Viewing SBOM Components
Browse the parsed component list from your SBOM, including names, versions, PURLs, and licenses.
After uploading an SBOM, you can view its contents on the SBOM tab of a release page.
SBOM metadata
The top of the SBOM page shows:
- Format: CycloneDX or SPDX
- Spec Version: The version of the SBOM specification used
- Components: Total number of components extracted
- File Hash: SHA-256 hash of the original file for integrity verification
- File Size: Size of the uploaded file
Component list
The component table shows each extracted component with:
- Name: The component or package name
- Version: The component version
- PURL: Package URL, a standardized identifier for the component (e.g.,
pkg:npm/express@4.18.2) - Type: Component type (library, framework, application, etc.)
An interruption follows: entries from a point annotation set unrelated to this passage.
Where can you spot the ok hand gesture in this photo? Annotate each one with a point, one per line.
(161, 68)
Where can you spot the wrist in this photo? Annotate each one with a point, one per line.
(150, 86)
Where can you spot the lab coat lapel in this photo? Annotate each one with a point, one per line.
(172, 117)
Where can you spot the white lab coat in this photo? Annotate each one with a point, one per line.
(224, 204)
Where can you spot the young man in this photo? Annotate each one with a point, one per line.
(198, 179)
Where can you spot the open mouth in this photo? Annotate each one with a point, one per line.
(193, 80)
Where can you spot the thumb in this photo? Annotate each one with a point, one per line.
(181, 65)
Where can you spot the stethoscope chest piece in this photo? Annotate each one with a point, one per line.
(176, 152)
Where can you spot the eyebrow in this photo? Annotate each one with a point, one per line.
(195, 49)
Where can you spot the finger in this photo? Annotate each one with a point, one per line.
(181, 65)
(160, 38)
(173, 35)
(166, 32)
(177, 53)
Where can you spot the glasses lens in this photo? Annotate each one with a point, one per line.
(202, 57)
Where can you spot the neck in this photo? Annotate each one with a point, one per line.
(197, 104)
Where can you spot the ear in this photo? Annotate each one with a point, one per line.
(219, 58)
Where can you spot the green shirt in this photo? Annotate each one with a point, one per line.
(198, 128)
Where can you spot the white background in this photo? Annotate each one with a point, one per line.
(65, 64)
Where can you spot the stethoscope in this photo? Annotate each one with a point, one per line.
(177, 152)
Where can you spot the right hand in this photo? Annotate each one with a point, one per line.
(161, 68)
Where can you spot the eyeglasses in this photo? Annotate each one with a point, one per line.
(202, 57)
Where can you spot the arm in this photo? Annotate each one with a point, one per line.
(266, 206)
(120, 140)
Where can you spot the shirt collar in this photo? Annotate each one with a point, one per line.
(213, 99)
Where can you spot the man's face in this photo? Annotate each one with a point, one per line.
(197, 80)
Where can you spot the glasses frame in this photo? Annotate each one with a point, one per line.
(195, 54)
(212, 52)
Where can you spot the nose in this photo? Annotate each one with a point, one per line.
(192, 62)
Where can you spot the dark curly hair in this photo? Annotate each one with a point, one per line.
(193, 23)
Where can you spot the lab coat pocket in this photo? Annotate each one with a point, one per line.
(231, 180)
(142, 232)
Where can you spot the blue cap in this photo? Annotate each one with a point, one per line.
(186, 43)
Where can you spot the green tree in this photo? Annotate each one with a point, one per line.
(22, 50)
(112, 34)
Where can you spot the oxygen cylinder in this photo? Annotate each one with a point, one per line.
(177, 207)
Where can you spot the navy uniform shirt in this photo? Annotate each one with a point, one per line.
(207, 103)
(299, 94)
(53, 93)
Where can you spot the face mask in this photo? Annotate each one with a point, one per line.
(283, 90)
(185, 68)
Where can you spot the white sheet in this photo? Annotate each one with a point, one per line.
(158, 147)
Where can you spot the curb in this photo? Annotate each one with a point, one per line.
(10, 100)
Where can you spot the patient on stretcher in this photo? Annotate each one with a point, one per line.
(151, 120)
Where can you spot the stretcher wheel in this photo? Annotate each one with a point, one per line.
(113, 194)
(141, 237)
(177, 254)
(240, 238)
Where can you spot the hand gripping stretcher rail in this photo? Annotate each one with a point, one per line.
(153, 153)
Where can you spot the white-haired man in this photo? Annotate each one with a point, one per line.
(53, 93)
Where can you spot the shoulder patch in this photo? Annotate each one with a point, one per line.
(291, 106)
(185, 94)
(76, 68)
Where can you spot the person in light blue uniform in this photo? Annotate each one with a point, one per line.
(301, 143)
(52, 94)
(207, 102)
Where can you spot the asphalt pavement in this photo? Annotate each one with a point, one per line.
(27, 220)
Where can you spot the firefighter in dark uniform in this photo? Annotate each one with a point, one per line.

- Licenses: Declared licenses for the component
- Supplier: The organization that supplies the component
Understanding Package URLs (PURLs)
A Package URL (PURL) is a standardized way to identify software packages across ecosystems. CVEium uses PURLs as the primary method for matching components to known vulnerabilities.
A PURL follows the format: pkg:type/namespace/name@version
Examples:
pkg:npm/express@4.18.2— npm package "express" version 4.18.2pkg:maven/org.apache.logging.log4j/log4j-core@2.17.1— Maven packagepkg:pypi/django@4.2.7— PyPI package
How components are matched to vulnerabilities
CVEium uses two matching strategies:
- PURL-based matching: Uses the ecosystem and package name from the PURL to find known vulnerabilities. This is the primary and most accurate method.
- Name-based fallback: If no PURL is available, falls back to matching by component name. This is less precise and results in a lower confidence score.
The match confidence is displayed alongside each vulnerability in the triage view.